Being underweight can also affect your health. For example, underweight men have a higher risk of bone thinning. Some types of hormone therapy can also cause bone thinning, so men on hormone therapy may be particularly at risk of bone thinning if they are also underweight.


Talk to your doctor if you’re worried about your weight. They can help you think about suitable changes to your diet or physical activity. They may be able to refer you to a dietitian. You can also get more information from other organisations.

Diet  

A healthy diet is important for general health. It can help you stay a healthy weight and can lower your risk of some health problems, such as heart disease, diabetes and some other cancers. Read more about healthy eating.

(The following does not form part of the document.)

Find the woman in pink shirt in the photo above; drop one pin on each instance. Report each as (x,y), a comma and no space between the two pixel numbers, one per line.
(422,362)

There are some foods that might be helpful for men with prostate cancer. For example, certain foods might help reduce the chance of prostate cancer spreading to other parts of the body (advanced prostate cancer). Other foods may help reduce or manage the side effects of treatment.


There are also some foods that you might want to eat less of, as they may be harmful for men with prostate cancer.

Physical activity

Physical activity is any movement of the body that uses energy. It doesn’t have to be a sport – it could be walking, swimming or gardening. Physical activity is important for general health and wellbeing. It can help you stay a healthy weight by using spare energy that the body would otherwise store as fat. Being a healthy weight may help to lower your risk of advanced prostate cancer.


Physical activity can also help with some of the side effects of treatment and help you cope with feelings of anxiety or depression. Some research suggests that physical activity may help slow down the growth of prostate cancer, although other studies haven’t found this.

Alcohol  

We don’t know if alcohol has any specific effect on men with prostate cancer. But we do know that drinking too much alcohol can make you put on weight and causes health problems such as heart disease and some other cancers.

The government suggests that men should not regularly drink more than three to four units of alcohol a day.

How many units of alcohol are in a drink?


  • A pint of lager, beer or cider contains 2-3 units.
  • A 175ml glass of wine contains about 2 units.
  • A 25ml measure of 40 per cent single spirit with mixer contains 1 unit.

Your doctor or nurse can tell you whether alcohol will affect your prostate cancer treatment. If you have urinary problems after treatment, try to drink less alcohol. Alcohol can irritate the bladder and make urinary problems worse. NHS Choices has more information about managing how much you drink.

Smoking  

Smoking increases the risk of health problems such as heart disease, stroke and some other cancers. It may also be harmful for men with prostate cancer.

Some studies suggest that smoking may increase the chance that prostate cancer will grow and spread to other parts of the body (advanced prostate cancer). The more you smoke, the greater the risk.

If you smoke there is also a greater chance that your prostate cancer will come back after surgery or radiotherapy. And heavy smoking may mean you’re more likely to die from prostate cancer. But if you stop smoking, your risk should start to drop – and after 10 years it could be as low as men who have never smoked.


Stopping smoking can also help to reduce the side effects of treatment for prostate cancer. For example, you may be less likely to get certain urinary problems after radiotherapy if you don’t smoke. Smoking also increases your risk of bone thinning. If you’re having hormone therapy for your prostate cancer you’re already at risk of bone thinning, but stopping smoking will help reduce your overall risk.